Men not man.

Ross Macdonald, The Underground Man (1973).

Good Reads meta-data is 288 pages rated 3.94 by 2419.

Genre: krimi.

Verdict: The Best. 

Tagline: It’s hot!

Lew Archer’s humane instincts put him in the middle of a martial dispute when feeding pigeons, while waiting for a bus, he shares his peanuts with a small boy. Soon he is in the crossfire between a loutish father and a battered mother as they quarrel over the boy. Knowing he should walk away, Archer does not.  

Ever the loner himself, Archer wants to help this broken family and so the inner knight errand mounts his faithful dusty blue Ford sedan and sets forth.  Once in, it’s all in for Archer. As he goes to and fro, asking questions against the background of a raging wildfire like a conquering army pounding and destroying all in its path slowly approaching the city. 

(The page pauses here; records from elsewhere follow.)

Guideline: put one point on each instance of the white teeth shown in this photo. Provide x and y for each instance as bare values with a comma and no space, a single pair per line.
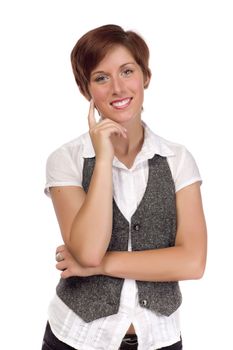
121,103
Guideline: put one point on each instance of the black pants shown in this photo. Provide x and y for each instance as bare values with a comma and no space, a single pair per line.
50,342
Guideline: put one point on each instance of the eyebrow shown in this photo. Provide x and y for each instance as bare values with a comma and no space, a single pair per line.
101,71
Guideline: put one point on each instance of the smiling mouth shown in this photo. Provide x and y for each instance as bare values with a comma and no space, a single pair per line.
120,104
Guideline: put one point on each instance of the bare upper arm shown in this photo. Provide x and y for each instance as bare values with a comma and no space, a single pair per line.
67,201
191,227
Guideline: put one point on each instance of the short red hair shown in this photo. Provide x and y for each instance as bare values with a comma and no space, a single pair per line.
92,47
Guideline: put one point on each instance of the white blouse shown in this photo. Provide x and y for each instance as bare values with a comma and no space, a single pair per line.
64,168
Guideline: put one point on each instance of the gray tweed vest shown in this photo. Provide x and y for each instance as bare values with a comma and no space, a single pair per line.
153,225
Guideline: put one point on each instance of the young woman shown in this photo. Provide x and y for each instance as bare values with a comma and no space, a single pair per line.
129,207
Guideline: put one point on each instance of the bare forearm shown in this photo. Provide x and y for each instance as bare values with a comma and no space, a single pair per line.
92,227
169,264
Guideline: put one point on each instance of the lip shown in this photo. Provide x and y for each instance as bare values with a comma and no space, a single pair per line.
119,103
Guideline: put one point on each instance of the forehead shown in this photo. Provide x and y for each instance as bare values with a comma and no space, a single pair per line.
116,56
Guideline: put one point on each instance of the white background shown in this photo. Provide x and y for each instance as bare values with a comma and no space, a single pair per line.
189,101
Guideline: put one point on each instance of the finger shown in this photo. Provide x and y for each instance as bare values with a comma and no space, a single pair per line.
66,274
59,257
61,265
60,248
91,115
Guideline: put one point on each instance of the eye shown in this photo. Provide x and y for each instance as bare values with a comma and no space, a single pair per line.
101,78
128,71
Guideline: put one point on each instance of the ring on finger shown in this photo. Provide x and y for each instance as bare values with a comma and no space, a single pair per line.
59,257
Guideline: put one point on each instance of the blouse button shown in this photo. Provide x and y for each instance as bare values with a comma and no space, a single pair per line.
144,302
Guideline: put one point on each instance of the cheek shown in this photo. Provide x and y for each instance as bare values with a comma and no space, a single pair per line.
98,97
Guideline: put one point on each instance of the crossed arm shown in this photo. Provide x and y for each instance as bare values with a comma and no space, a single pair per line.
80,217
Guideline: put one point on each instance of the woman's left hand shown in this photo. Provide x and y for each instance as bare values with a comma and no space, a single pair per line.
70,267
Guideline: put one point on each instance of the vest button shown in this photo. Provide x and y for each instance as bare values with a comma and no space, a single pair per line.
144,302
136,227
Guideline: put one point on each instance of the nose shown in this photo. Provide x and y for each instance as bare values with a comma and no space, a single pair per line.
117,85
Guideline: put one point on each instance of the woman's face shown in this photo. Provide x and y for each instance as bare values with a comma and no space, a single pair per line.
117,86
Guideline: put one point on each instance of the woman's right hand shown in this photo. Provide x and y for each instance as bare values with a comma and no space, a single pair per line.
101,132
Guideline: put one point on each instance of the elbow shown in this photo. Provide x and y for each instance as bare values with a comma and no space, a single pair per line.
88,259
197,269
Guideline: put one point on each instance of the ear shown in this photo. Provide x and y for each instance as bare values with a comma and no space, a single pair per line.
146,82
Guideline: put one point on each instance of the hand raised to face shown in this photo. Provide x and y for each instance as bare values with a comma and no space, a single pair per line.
100,133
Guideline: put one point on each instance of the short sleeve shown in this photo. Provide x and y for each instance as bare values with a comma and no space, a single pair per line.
63,169
187,171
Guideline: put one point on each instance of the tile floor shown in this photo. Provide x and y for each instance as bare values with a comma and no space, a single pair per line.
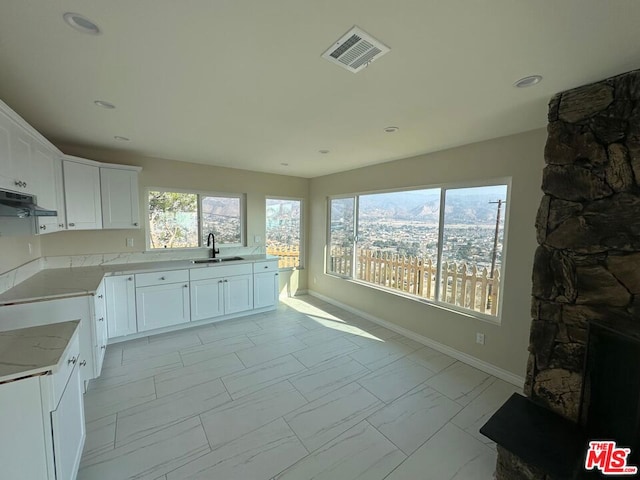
307,391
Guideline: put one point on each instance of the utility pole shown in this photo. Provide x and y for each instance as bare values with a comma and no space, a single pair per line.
495,250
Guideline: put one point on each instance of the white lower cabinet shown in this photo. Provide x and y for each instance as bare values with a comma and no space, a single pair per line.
207,298
238,294
266,284
53,311
120,295
152,301
67,422
162,305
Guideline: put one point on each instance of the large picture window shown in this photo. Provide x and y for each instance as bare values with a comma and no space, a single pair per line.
185,219
441,244
284,230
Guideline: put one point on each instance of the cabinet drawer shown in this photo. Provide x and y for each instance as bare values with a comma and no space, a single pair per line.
271,265
159,278
216,271
65,368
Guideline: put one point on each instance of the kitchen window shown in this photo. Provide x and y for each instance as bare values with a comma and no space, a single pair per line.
182,219
284,230
444,245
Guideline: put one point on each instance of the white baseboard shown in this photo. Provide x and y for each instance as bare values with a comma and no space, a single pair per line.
486,367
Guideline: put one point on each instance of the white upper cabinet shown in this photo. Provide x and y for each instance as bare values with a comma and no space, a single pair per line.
82,196
16,163
6,165
120,202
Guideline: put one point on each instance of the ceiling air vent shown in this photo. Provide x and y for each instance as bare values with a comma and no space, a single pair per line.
355,50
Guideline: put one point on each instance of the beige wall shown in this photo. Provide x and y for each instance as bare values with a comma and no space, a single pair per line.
157,172
517,156
14,251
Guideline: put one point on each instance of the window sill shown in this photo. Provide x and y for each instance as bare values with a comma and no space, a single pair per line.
497,320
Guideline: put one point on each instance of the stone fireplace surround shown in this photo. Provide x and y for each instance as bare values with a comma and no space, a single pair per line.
587,265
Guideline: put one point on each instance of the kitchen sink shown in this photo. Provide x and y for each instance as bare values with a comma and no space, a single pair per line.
217,260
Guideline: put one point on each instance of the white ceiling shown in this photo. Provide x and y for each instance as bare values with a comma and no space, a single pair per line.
241,83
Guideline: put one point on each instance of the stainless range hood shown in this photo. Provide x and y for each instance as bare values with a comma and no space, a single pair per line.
20,205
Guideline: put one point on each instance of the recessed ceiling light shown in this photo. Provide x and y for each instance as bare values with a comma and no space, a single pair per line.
105,104
529,81
81,23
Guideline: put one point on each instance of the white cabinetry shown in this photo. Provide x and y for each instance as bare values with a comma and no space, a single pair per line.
20,165
207,298
221,290
100,328
120,296
47,182
82,195
6,163
120,202
266,287
42,420
52,311
162,299
67,422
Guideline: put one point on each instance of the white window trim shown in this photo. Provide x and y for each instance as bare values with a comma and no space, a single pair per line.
301,261
437,303
200,193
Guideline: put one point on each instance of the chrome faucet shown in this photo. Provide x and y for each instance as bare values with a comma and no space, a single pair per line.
211,242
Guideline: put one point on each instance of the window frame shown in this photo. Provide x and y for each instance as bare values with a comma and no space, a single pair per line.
199,194
301,249
444,187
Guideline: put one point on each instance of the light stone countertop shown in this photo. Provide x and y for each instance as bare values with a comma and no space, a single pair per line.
34,350
55,283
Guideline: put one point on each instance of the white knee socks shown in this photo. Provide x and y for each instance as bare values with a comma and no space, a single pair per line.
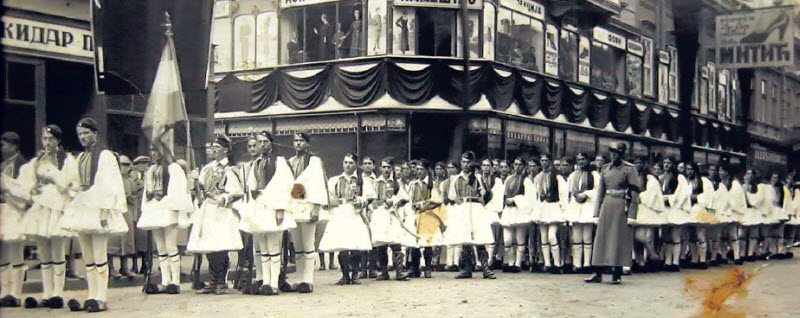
175,268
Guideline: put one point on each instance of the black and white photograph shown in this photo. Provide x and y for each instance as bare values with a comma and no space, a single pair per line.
400,158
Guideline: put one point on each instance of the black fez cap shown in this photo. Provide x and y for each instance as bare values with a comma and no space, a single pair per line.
88,123
304,135
10,137
54,130
223,141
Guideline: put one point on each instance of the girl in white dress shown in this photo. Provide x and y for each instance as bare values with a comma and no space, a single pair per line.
50,178
583,184
650,215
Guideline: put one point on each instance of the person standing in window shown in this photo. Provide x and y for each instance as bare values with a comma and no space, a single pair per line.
355,35
402,23
324,34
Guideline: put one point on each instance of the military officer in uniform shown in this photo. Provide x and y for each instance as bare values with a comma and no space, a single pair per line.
616,204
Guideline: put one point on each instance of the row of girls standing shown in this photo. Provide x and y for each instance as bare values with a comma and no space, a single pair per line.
52,198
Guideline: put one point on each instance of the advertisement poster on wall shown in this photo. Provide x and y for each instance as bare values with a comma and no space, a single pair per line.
647,67
584,61
267,40
712,87
488,30
244,46
376,27
404,33
551,50
663,77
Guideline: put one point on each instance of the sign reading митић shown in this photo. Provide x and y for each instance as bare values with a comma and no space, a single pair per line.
759,38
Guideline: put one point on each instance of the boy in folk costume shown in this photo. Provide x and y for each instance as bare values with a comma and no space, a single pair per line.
426,201
780,200
493,197
386,224
616,204
215,229
369,260
16,195
534,248
469,222
124,246
95,213
308,194
551,196
347,231
583,184
515,217
673,188
702,213
166,203
264,213
49,174
421,216
251,186
650,216
733,210
754,217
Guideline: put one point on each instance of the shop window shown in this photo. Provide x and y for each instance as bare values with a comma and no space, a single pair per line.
473,34
489,29
323,32
436,29
520,40
568,64
293,36
608,67
634,75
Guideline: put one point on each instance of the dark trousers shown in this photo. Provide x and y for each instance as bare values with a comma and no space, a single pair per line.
350,262
416,253
218,264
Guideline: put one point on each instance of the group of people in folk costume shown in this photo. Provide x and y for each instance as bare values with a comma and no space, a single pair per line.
454,216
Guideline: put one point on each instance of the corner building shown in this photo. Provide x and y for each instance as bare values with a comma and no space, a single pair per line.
386,77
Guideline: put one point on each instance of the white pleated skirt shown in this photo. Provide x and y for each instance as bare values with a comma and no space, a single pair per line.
215,229
469,224
346,231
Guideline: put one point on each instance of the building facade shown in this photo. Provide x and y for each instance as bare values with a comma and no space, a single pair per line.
48,53
383,78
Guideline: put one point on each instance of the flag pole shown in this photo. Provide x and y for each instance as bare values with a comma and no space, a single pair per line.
189,153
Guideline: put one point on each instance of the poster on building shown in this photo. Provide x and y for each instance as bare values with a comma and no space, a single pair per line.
703,89
473,33
663,77
222,41
244,46
673,74
489,30
584,61
551,50
755,38
267,40
712,88
633,68
647,67
376,27
568,62
722,93
404,33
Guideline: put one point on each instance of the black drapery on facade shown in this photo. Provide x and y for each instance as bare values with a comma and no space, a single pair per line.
414,84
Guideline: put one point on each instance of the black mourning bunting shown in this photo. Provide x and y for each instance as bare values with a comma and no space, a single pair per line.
418,84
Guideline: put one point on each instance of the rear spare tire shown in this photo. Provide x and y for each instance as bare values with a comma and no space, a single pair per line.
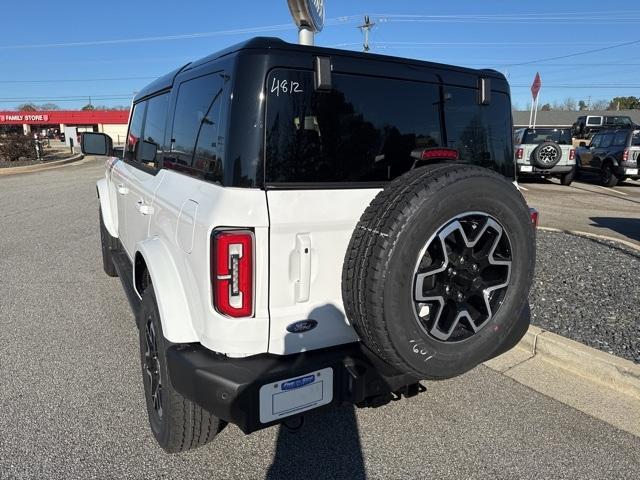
546,155
438,269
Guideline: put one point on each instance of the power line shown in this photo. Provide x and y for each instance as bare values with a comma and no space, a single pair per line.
585,52
66,80
185,36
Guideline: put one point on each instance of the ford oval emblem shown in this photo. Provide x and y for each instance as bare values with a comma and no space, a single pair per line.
302,326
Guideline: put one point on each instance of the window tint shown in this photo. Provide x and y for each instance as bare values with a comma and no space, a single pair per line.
369,129
150,151
195,128
363,130
607,140
620,140
135,131
539,135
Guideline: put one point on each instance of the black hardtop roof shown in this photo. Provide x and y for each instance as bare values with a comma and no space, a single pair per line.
269,43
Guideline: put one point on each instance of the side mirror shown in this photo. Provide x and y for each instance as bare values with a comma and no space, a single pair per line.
147,152
96,144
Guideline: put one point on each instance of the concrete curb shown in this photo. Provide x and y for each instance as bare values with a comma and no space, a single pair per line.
41,166
596,236
597,366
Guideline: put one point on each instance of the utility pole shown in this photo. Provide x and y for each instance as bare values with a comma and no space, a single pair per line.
366,28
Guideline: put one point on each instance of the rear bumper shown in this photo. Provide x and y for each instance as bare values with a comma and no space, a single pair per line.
555,170
229,388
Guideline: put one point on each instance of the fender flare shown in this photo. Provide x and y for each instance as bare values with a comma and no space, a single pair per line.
173,306
105,206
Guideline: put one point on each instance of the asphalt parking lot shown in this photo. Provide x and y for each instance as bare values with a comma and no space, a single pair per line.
71,400
587,206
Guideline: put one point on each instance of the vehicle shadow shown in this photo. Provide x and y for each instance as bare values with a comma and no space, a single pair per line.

While the prose is spare the metaphors are rich (albeit sometimes too rich and forced) as Archer moves through the body politic of SoCal – noir in the sunshine, indeed.  Once broken, families repeat that break through the generations it seems.  The title should be ‘Men’ not ‘Man.’  Much of the action stems from fragile masculine egos.  

The people he questions seldom want to talk about the most important things. The façade of normality is just that, a screen. 

***

Ross Macdonald

I sometimes think Macdonald is THE krimi writer. One critic said he wrote the same story twenty-five times in varying ways. Each time with more depth, insight, or empathy.  It was story about a broken family.